Sind Sturmfluten inbegriffen?
Bei der Provinzial schließen laut Unternehmen rund 57 Prozent der Kundinnen und Kunden einen Elementarversicherungsschutz ab. Im Bestand liegt der Anteil bei 46 Prozent.
Bei den Itzehoer Versicherungen sind es nur knapp 33 Prozent. Vorstandschef Uwe Ludka begrüßt die Pläne des Bundes. Er sieht noch offene Fragen, etwa wenn es darum geht, welche Wetterereignisse mit abgedeckt werden: "Für uns Schleswig-Holsteiner ist ganz besonders wichtig, dass als Elementargefahr auch die Sturmflut gesehen wird."
Forderung: Nicht zu nah am Wasser bauen
Uwe Ludka meint, dass durch die Pläne des Bundes letztlich die Kosten vom Steuerzahler auf den Hausbesitzer umverteilt würden. Er rechnet damit, dass sich die Wohngebäudeprämien "in moderatem Umfang verteuern."

Sturmflutschäden: Olympiahafen Kiel-Schilksee im Herbst 2023.
Der Staat soll sich aus Ludkas Sicht weiterhin bemühen, Schäden zu verhindern und die Küsten zu schützen. Offen ist für ihn auch die Frage, wie in Zukunft mit Hochrisikogebieten umgegangen werden soll: Neu gebaut werden sollte dort am besten nicht mehr, findet Ludka.

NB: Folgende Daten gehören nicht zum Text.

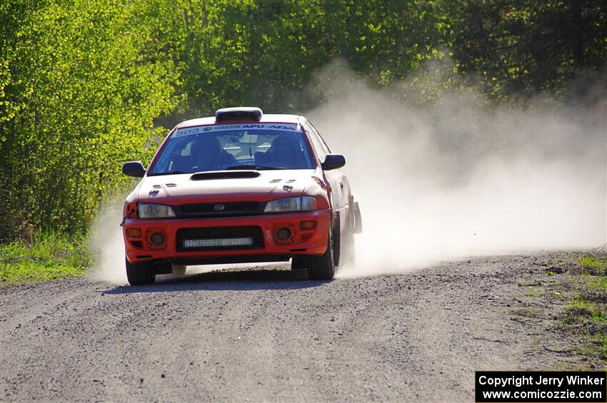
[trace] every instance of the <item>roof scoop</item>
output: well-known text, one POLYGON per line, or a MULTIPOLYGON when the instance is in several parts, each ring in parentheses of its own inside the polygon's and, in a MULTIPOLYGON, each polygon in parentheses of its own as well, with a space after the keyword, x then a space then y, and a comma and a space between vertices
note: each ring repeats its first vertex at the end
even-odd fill
POLYGON ((255 170, 212 170, 199 172, 190 176, 192 180, 209 180, 211 179, 241 179, 257 178, 261 174, 255 170))
POLYGON ((243 121, 259 122, 263 116, 264 112, 259 108, 247 106, 224 108, 215 112, 215 123, 243 121))

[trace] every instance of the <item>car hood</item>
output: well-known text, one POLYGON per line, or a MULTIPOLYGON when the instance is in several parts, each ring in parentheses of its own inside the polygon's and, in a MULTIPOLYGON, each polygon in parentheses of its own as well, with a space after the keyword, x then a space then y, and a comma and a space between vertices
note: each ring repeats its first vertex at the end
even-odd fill
POLYGON ((139 203, 170 205, 267 201, 301 195, 314 173, 313 169, 297 169, 147 176, 139 183, 137 196, 139 203))

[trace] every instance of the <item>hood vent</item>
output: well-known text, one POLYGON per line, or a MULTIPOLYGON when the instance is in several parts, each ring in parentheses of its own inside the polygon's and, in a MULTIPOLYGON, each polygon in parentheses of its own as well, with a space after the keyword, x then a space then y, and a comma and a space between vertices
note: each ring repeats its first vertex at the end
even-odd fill
POLYGON ((214 170, 194 173, 190 177, 192 180, 207 180, 210 179, 241 179, 244 178, 257 178, 261 175, 254 170, 214 170))

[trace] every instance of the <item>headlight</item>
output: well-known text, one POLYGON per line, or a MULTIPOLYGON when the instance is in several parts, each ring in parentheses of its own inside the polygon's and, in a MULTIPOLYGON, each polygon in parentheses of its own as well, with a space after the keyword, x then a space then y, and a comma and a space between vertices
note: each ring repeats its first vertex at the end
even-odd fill
POLYGON ((139 218, 166 218, 175 217, 175 211, 170 205, 161 204, 139 204, 139 218))
POLYGON ((269 201, 264 213, 286 213, 288 211, 311 211, 316 210, 316 199, 312 196, 287 198, 269 201))

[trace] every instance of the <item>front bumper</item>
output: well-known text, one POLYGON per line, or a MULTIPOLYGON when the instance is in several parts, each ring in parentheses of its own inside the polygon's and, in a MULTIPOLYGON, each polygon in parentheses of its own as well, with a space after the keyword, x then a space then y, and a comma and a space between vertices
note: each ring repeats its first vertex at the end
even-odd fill
MULTIPOLYGON (((331 227, 330 209, 280 214, 264 214, 221 218, 127 218, 123 225, 125 253, 131 263, 149 260, 171 260, 184 264, 214 262, 264 262, 287 260, 301 255, 321 255, 326 250, 331 227), (316 221, 316 228, 300 229, 302 221, 316 221), (178 231, 188 228, 259 227, 263 243, 256 248, 241 249, 180 250, 178 231), (289 228, 291 239, 281 241, 276 230, 289 228), (127 230, 139 228, 139 236, 127 235, 127 230), (161 233, 165 237, 161 245, 155 245, 151 236, 161 233)), ((234 228, 237 230, 237 228, 234 228)), ((237 231, 236 231, 237 232, 237 231)))

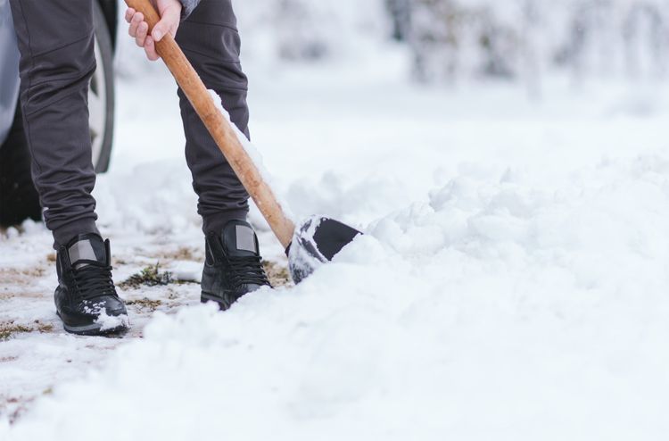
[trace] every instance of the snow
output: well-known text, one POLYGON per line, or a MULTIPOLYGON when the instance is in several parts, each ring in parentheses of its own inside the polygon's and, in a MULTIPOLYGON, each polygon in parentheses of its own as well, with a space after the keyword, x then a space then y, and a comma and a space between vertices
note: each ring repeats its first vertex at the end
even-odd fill
MULTIPOLYGON (((0 322, 32 329, 0 342, 0 439, 664 439, 669 88, 417 87, 379 54, 246 64, 277 194, 368 233, 297 287, 224 313, 196 284, 122 288, 128 335, 78 337, 48 233, 0 238, 0 322)), ((174 85, 119 87, 95 190, 115 279, 196 280, 174 85)))

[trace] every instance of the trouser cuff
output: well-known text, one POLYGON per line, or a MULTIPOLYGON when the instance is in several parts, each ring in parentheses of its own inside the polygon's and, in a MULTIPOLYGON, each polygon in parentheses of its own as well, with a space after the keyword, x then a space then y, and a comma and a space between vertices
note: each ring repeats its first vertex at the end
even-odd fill
POLYGON ((95 233, 100 231, 95 227, 95 221, 92 219, 80 219, 62 227, 58 227, 54 231, 54 249, 57 250, 59 246, 67 245, 76 236, 79 234, 95 233))
POLYGON ((202 231, 206 235, 209 232, 213 231, 217 235, 219 235, 223 230, 223 227, 226 226, 230 220, 246 220, 249 211, 244 208, 235 210, 226 210, 225 212, 219 212, 214 214, 208 214, 202 216, 202 231))

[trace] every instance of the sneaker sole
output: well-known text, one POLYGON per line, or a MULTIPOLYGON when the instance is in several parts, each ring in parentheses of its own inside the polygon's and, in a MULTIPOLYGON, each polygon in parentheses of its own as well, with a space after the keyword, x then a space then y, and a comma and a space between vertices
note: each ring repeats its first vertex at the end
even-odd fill
MULTIPOLYGON (((58 317, 61 317, 61 314, 58 314, 58 317)), ((61 320, 62 320, 62 318, 61 318, 61 320)), ((100 323, 93 323, 90 325, 83 326, 70 326, 63 322, 62 328, 70 334, 87 337, 123 334, 129 329, 129 327, 125 324, 120 324, 114 328, 106 328, 103 329, 103 325, 101 325, 100 323)))
POLYGON ((206 304, 209 302, 213 302, 215 304, 219 304, 219 308, 221 311, 226 311, 230 309, 230 306, 232 306, 233 302, 228 302, 227 300, 219 297, 218 295, 214 295, 212 294, 202 292, 200 295, 200 302, 202 304, 206 304))

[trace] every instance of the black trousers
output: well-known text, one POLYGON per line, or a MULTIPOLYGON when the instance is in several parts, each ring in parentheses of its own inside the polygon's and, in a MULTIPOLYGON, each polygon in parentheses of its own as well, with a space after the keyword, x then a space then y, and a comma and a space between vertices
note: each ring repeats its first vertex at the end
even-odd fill
MULTIPOLYGON (((21 52, 21 104, 32 174, 56 244, 96 232, 87 91, 95 70, 95 0, 10 0, 21 52)), ((177 41, 208 88, 248 136, 247 79, 231 0, 202 0, 177 41)), ((120 32, 120 37, 126 33, 120 32)), ((140 50, 139 48, 137 50, 140 50)), ((179 90, 186 158, 203 229, 244 219, 248 195, 179 90)))

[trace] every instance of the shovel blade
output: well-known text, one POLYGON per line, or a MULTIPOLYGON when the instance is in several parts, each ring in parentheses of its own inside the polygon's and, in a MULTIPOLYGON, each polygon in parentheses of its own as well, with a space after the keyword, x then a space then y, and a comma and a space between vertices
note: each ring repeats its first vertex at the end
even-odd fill
POLYGON ((325 216, 312 216, 295 229, 288 245, 288 268, 293 280, 300 283, 318 266, 330 262, 360 231, 325 216))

Das sieht auch Alexander Blazek so: Der Vorsitzende des Eigentümerverbandes Haus und Grund in Schleswig-Holstein kritisiert die geplante Pflichtversicherung. Und rechnet mit steigenden Wohnkosten:

Erwartet steigende Kosten für Mieterinnen und Mieter: Alexander Blazek von Haus und Grund.
"Man muss davon ausgehen, dass wir hier Beträge haben, die zwischen 500 und tausend Euro im Jahr liegen dürften. Und das trifft ja auch die Mieter. Wir sprechen ständig von stark steigenden Mieten. In Wirklichkeit sorgt die Politik durch solche Vorstöße selbst dafür, dass die Wohnkosten kräftig in die Höhe schnellen."
Sollte das passieren: Beim Mieterbund in Schleswig-Holstein fordert man schon länger, dass Versicherungskosten nicht in den Nebenkostenabrechnungen landen sollen.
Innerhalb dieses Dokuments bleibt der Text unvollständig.